La risposta alle accuse dell’ente turco

Come riportato dall’AGI, l’ente turco ha respinto l’accusa di aver approvato delle mascherine non conformi. La società ha ribadito la regolarità dei dispositivi CE 2163, certificati seguendo il sistema di marcatura stabilito dall’Unione europea.

“Come tutti gli enti certificatori Universal Certification esegue esami iniziali sul modello di mascherina e in seguito conduce controlli a campione sulla produzione in serie, per verificare che la qualità del prodotto sia omogenea con quella verificata nei test. Non è possibile per nessun ente certificatore verificare ogni singola mascherina”.

L’azienda ha anche smentito l’accusa che i tempi di certificazione siano più brevi rispetto alla norma, spiegando di aver rispettato un periodo medio di 2/3 mesi. La società ritiene che le notizie sulle mascherine CE 2163 siano conseguenza di alcuni test non condotti dalle “autorità di supervisione” incaricate dall’Ue. Osman Camci, direttore dell’ente certificatore ha quindi spiegato che le verifiche effettuate fino a ora non possono valere come prova ufficiale.
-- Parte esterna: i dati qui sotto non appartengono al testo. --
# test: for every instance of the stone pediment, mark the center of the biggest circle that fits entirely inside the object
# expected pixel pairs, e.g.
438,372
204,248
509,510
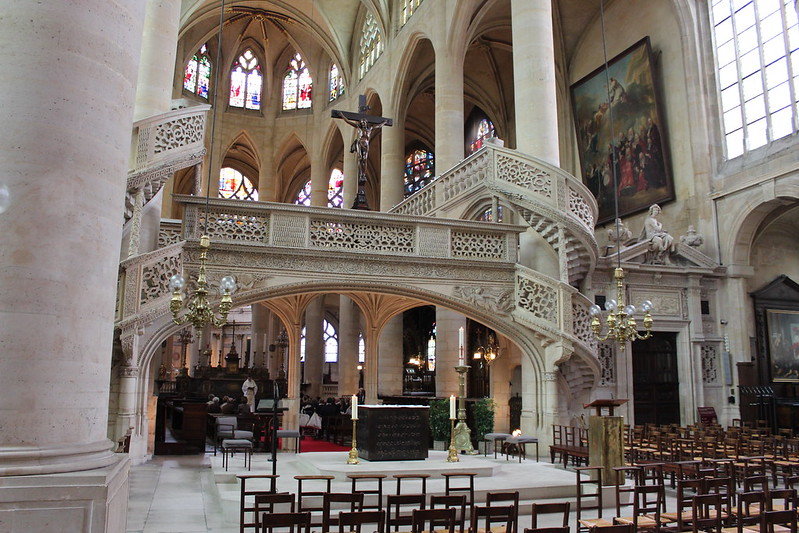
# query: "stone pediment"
683,258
Secondo Camci, i test “sembrano essere stati promossi da un’azienda commerciale”, della quale “non sono note le modalità di esecuzione e le procedure seguite“. La società avrebbe richiesto di conoscere ulteriori dettagli in merito, ma a quanto riportato non li avrebbe ancora ricevuti.

I consigli per il controllo da casa

Lorenzo Petrilli ha suggerito ulteriori verifiche da eseguire per capire se la mascherina acquistata è a norma, basandosi sulle informazioni riportate sulla confezione. Devono infatti essere presenti tanto le istruzioni per l’uso quanto la dichiarazione di conformità, entrambi “scritti nella lingua del Paese di vendita”. Inoltre il vicedirettore incaricato dal Governo ha spiegato: “Generalmente la dichiarazione di conformità si trova sul sito del fabbricante, e nelle istruzioni va indicato l’indirizzo in cui è possibile trovarla”.

Proprio tale dichiarazione infatti garantirebbe la certificazione del dispositivo da parte di un organismo autorizzato dall’Unione europea e la verifica tramite analisi di laboratorio.